A premium worth paying
Blackstone secured loans sell at a reasonable premium to net asset value. Passive income investors currently have to pay a premium of 11% to access the 10.4% dividend yield, which is directly related to BDC’s superior credit quality.
Blackstone Secured Lending’s NAV rose 1% from the prior quarter to $26.66, supported by the factors discussed in this article.
I rarely recommend BDCs that sell at a premium to NAV, primarily because I like to enhance my total return potential through capital gains. However, in the case of Blackstone’s secured loans, I am willing to make an exception due to BDC’s solid credit quality profile and significantly excess dividend coverage.
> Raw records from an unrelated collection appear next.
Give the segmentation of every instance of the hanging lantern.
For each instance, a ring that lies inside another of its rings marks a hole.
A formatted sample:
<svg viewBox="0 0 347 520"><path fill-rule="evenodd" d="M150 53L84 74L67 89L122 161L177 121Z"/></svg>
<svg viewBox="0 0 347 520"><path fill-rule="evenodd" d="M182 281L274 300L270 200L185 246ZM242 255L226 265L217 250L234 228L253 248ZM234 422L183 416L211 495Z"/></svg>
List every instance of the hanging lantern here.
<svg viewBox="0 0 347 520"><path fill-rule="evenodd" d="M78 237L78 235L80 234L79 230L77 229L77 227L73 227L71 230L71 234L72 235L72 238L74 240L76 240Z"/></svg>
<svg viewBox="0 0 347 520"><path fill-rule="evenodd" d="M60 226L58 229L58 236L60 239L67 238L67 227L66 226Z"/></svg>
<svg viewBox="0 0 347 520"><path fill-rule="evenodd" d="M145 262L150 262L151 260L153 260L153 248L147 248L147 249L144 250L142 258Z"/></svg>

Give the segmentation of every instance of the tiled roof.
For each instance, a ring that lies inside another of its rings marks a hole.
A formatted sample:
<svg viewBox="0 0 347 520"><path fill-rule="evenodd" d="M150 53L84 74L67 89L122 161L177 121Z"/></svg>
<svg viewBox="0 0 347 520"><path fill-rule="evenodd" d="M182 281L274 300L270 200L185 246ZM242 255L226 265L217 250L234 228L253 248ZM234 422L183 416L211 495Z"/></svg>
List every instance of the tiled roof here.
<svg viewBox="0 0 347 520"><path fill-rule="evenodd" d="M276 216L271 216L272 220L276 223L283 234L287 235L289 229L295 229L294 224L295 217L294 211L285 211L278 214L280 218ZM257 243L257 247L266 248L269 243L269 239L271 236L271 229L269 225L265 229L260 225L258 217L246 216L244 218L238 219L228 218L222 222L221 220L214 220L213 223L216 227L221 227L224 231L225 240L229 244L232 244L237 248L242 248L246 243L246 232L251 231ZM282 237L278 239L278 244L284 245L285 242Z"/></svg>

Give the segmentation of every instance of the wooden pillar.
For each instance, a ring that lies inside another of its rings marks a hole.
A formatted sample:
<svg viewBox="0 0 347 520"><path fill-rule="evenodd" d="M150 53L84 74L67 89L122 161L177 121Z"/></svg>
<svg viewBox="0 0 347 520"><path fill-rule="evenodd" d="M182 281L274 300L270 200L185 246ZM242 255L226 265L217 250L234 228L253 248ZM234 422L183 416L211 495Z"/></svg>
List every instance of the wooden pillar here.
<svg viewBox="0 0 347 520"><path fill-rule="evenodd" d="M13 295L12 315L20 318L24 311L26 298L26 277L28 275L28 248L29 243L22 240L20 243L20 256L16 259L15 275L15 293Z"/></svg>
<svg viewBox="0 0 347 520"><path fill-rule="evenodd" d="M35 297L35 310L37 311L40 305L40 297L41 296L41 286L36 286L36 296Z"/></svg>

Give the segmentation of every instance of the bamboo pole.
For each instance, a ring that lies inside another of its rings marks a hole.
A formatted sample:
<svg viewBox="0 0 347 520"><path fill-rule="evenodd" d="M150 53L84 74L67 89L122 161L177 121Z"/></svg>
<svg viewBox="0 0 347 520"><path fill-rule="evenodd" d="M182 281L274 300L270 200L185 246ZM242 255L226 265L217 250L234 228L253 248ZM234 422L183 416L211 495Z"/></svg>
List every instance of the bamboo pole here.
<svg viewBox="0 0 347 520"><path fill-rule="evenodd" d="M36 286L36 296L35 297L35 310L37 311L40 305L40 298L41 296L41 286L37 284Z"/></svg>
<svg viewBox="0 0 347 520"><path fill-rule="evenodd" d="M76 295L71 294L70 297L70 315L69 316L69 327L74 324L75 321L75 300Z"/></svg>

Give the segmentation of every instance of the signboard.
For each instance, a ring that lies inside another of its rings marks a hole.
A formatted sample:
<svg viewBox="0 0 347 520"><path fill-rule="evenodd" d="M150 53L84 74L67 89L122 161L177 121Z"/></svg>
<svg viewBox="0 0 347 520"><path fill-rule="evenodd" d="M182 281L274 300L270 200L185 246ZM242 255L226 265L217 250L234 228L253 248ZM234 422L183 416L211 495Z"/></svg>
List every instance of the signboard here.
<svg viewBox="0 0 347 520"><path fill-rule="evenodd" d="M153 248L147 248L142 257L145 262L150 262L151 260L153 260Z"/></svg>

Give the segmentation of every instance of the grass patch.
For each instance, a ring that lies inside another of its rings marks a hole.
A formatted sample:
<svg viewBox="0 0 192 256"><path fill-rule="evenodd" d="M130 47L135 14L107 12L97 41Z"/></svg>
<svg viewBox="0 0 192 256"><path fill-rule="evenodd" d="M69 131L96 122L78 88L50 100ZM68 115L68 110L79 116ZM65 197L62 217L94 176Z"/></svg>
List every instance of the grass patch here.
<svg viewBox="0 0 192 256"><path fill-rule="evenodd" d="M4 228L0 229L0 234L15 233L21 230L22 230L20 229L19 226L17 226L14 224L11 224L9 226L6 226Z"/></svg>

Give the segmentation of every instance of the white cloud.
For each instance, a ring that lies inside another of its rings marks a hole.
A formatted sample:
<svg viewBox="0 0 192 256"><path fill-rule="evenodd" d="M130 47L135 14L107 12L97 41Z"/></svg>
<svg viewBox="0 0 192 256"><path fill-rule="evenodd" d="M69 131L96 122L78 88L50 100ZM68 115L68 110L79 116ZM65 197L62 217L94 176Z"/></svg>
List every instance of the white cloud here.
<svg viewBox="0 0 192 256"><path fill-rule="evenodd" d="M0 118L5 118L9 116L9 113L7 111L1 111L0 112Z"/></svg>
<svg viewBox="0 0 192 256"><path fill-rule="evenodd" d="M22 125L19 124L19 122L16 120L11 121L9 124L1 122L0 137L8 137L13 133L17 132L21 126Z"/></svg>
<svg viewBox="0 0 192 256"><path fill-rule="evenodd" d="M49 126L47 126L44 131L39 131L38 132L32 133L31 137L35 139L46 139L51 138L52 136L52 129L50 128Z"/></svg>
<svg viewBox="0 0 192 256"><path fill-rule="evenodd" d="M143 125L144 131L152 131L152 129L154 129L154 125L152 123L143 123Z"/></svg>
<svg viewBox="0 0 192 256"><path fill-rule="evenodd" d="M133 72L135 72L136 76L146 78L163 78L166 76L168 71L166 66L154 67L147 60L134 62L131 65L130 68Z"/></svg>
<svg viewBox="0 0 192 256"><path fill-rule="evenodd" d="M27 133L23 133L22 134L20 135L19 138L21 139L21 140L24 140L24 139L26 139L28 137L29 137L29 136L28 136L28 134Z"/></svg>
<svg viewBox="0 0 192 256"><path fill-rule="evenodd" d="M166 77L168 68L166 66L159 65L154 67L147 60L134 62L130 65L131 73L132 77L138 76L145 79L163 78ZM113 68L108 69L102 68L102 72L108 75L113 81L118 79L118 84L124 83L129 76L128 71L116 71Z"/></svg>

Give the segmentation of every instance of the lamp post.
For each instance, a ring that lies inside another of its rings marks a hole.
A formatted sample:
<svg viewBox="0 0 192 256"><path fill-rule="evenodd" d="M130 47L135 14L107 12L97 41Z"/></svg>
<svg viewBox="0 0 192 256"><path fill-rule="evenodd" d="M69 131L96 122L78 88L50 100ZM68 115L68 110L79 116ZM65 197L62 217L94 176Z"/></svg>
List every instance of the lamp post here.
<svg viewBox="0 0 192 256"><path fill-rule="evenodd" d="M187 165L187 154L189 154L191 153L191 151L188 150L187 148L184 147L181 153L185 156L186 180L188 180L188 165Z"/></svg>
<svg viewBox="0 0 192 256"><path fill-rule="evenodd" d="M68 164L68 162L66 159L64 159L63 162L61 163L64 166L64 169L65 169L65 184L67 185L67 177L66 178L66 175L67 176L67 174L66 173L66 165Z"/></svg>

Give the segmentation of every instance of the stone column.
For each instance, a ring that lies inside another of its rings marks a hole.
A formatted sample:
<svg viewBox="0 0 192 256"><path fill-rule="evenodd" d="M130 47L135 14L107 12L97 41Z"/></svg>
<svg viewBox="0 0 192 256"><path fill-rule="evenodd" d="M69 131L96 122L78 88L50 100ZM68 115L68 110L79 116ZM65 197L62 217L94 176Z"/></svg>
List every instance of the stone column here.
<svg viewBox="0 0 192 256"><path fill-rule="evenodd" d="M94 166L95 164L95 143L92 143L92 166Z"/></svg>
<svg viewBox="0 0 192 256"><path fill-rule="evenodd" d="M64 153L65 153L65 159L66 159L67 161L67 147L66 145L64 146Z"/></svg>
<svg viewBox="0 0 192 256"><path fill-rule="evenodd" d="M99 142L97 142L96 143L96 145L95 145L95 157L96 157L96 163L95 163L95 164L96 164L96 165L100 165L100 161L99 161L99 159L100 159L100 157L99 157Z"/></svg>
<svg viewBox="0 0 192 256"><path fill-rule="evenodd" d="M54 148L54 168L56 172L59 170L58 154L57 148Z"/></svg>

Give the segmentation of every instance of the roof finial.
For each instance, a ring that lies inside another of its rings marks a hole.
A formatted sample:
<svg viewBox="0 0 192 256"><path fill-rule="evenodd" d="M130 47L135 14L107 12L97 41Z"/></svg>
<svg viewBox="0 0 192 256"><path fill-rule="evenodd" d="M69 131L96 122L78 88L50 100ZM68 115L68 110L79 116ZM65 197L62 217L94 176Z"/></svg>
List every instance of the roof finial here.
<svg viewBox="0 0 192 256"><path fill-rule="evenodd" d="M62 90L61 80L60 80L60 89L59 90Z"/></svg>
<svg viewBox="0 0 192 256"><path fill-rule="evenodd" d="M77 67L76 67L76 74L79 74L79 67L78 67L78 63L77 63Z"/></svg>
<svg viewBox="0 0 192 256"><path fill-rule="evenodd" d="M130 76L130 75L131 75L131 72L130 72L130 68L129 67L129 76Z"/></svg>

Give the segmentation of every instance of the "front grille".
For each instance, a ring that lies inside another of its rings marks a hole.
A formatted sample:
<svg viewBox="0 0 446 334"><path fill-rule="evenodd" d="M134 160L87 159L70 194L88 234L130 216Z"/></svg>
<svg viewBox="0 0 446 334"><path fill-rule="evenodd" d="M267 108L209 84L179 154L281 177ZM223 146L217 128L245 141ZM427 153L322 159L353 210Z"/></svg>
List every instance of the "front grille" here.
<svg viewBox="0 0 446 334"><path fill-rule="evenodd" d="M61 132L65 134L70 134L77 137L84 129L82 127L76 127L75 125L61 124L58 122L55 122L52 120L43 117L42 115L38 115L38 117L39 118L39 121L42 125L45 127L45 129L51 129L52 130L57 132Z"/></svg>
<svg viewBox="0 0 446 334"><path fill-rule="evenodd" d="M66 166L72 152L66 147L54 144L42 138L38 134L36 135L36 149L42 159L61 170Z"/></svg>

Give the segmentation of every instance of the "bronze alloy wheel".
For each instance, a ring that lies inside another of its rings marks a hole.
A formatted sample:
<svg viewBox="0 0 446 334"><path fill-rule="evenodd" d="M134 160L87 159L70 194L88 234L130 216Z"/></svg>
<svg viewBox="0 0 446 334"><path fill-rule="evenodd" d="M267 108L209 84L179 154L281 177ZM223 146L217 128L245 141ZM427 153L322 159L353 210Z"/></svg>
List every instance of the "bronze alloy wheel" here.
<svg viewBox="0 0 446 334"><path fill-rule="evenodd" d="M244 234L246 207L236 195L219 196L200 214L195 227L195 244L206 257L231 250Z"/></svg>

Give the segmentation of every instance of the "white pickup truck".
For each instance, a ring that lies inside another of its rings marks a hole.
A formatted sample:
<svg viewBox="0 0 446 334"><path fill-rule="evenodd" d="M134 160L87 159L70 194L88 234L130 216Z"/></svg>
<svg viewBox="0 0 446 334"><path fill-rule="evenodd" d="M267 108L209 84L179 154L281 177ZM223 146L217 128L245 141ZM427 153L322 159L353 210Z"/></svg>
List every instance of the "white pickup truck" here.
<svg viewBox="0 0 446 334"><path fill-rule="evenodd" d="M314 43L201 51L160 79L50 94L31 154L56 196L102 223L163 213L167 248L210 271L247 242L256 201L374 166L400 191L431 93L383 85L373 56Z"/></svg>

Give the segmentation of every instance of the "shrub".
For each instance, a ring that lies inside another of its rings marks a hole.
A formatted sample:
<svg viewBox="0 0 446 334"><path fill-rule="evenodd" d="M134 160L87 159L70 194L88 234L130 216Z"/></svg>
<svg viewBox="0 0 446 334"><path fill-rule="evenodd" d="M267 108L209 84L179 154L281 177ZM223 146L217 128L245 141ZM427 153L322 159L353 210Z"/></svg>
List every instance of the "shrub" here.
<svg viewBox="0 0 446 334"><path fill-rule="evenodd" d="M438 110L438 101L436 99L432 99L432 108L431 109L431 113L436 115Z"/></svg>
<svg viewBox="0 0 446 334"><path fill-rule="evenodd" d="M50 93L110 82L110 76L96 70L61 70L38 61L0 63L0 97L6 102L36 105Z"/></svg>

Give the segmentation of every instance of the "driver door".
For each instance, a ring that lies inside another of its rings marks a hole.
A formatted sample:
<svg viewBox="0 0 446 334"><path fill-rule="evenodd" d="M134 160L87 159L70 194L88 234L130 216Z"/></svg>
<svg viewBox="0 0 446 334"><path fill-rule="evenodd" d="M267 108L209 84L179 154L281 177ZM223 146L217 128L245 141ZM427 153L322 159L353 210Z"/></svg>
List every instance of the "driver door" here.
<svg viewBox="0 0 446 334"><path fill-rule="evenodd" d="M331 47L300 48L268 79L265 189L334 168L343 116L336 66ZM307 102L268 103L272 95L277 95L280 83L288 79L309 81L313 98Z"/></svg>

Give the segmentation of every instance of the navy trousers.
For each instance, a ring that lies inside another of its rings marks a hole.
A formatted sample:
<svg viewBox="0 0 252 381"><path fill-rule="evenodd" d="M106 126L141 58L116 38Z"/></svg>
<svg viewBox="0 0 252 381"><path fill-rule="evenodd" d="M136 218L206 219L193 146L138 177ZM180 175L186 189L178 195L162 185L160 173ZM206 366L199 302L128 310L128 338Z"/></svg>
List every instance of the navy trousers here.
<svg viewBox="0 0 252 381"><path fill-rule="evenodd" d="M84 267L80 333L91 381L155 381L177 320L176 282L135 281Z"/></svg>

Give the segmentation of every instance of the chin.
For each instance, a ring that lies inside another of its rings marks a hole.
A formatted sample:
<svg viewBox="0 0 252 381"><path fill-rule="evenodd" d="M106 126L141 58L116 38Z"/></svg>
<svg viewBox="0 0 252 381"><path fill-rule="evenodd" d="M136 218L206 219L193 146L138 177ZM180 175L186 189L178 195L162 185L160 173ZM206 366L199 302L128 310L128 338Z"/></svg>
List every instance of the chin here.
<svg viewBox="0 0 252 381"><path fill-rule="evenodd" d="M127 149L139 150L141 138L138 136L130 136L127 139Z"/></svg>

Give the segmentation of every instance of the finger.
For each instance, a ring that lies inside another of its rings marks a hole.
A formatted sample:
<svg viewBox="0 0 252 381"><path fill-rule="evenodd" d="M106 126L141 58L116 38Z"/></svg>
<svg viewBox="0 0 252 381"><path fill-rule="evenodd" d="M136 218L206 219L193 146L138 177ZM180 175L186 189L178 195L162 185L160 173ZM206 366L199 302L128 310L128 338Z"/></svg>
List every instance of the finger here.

Why Blackstone Secured Loans May Trade at Higher or Lower NAV Multiples
Since BDC’s credit quality is near-perfect, Blackstone Secured Lending’s key lever to increase net investment income is the central bank’s interest rate policy.
Although the bank said it was considering lowering short-term interest rates in 2024, the January inflation report was stronger than expected, raising questions about the central bank’s timetable for rate cuts.
However, lower short-term interest rates will create net investment income challenges for Blackstone Secured Lending, as the company relies heavily on floating-rate loans to its portfolio companies.
my conclusion
Blackstone Secured Lending’s Q4 2023 earnings were quite solid, especially against the backdrop of very disappointing credit trends for other BDCs.
BDC paid a dividend of $0.77 per share out of net investment income, while Blackstone Secured Lending’s net asset value also rose, helped by higher interest income from floating-rate investments.
Blackstone Secured Lending is currently selling for an 11% premium to NAV, a premium that I think is well deserved.
Given BDC’s net investment income trend, strong non-accrual positioning, and coverage yield of 10%, I retain the stock classification of BXSL as a Buy.